Rock Chick Revolution(215)

Hector said if I had a case he could work with me, he was there.

It would have to be pre- or post-stripping (likely post, which would make it a long night), but we could hit the houses, gain entry cops couldn’t by being badasses (or Hector could be one; I’d pretend to be one), hope they didn’t immediately fence the property they stole and therefore call it into Eddie or Hank so they could get a search warrant and roll in.

“I’ll take the case,” I said to Mr. Kumar.

He grinned.

“I said, I got an eye out!” Tex boomed, and I looked up at him.

“You’re getting married tomorrow,” I reminded him.

“Yeah, and it’s no big deal. A piece of paper. Nance already lives with me and we’re not takin’ a honeymoon for a coupla weeks ‘cause she’s got some cruise she wants to take and they were all booked up for the week we wanted so we had to wait. So I can keep an eye out.”

He said a lot of words, but I was stuck on one thing.

Tex was going on a cruise?

Tex was going to be confined on a cruise ship with hundreds of other passengers?

Tex was going to be lumbering around the decks in his jeans and flannels with his wild-ass beard and hair, frightening unsuspecting vacationers… on a cruise?

I burst out laughing.

“What’s funny?” Tex asked.

“You,” I choked out, “On a cruise.” I looked to Indy and saw her shoulders shaking.

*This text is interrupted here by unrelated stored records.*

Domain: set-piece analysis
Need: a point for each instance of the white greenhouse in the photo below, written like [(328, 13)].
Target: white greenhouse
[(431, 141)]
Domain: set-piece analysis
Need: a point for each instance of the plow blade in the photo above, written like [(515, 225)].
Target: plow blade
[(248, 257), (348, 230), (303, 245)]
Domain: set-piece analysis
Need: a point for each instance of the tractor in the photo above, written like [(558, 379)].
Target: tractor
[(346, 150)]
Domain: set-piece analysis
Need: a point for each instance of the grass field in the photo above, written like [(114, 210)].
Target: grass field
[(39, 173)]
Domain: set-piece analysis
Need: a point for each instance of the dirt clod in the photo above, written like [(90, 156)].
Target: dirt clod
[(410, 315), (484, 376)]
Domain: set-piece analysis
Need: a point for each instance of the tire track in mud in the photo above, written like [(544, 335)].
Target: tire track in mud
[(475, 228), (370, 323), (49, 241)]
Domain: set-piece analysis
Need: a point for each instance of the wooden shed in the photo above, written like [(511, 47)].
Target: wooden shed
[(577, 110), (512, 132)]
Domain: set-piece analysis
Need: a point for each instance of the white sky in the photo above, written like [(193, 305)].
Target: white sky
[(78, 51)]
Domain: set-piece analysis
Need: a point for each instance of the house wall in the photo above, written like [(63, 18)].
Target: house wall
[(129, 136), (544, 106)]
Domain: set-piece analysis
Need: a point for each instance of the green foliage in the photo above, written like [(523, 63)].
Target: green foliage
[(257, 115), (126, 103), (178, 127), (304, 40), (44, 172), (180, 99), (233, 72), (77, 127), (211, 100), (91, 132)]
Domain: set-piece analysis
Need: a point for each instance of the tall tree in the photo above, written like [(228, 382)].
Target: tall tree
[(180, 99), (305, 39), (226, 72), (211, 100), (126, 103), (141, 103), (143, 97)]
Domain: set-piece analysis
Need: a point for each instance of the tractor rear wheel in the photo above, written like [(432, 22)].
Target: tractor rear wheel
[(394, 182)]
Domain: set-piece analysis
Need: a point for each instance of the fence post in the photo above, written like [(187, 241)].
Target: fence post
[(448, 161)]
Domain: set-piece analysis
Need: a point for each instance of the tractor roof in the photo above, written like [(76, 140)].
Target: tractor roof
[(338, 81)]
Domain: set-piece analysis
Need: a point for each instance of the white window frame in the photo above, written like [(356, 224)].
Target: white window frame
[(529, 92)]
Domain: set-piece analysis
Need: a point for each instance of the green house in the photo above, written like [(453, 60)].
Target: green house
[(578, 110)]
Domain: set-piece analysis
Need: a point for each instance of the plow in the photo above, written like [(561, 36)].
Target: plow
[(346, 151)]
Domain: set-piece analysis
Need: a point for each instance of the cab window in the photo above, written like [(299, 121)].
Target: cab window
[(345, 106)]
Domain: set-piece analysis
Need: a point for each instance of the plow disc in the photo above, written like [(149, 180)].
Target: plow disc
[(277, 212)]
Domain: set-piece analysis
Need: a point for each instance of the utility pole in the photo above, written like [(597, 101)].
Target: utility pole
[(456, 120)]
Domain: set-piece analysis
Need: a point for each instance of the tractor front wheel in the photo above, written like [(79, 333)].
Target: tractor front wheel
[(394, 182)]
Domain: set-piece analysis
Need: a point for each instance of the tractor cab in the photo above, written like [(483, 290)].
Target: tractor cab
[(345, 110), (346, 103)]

“What’s funny about that?” Tex demanded to know.

“You,” I choked out again. “On a cruise.”

“I know,” Jet said from behind me, having returned from one of her seven hundred daily pregnancy-related bathroom breaks. “I laughed for fifteen minutes when Mom told me.”

“Tex on a cruise!” I cried.

“Shut it, woman,” Tex ordered.

I kept laughing.

“It’s not that funny,” Tex boomed.

It totally was.

I looked to Jet. “You make your mom promise to take pictures. Lots of them.”

Tex growled.

I looked back at him and kept laughing.

His eyes narrowed and he declared, “You’re on this case, I’m workin’ with you.”

I swallowed laughter, wiped a tear of hilarity from my eye and caught his.

“Fine. You make a list of houses we need to hit. I’ll call Hector, who said he’d work a case with me. I’ll get a night when we can hit them before you go on your,” I swallowed again then forced out, “Cruise. Then we go out and hit them. We find stolen property, we call it into the cops. Yeah?”

“Yeah,” Tex grunted.

“Can I get a coffee?” A man standing behind Mr. Kumar asked.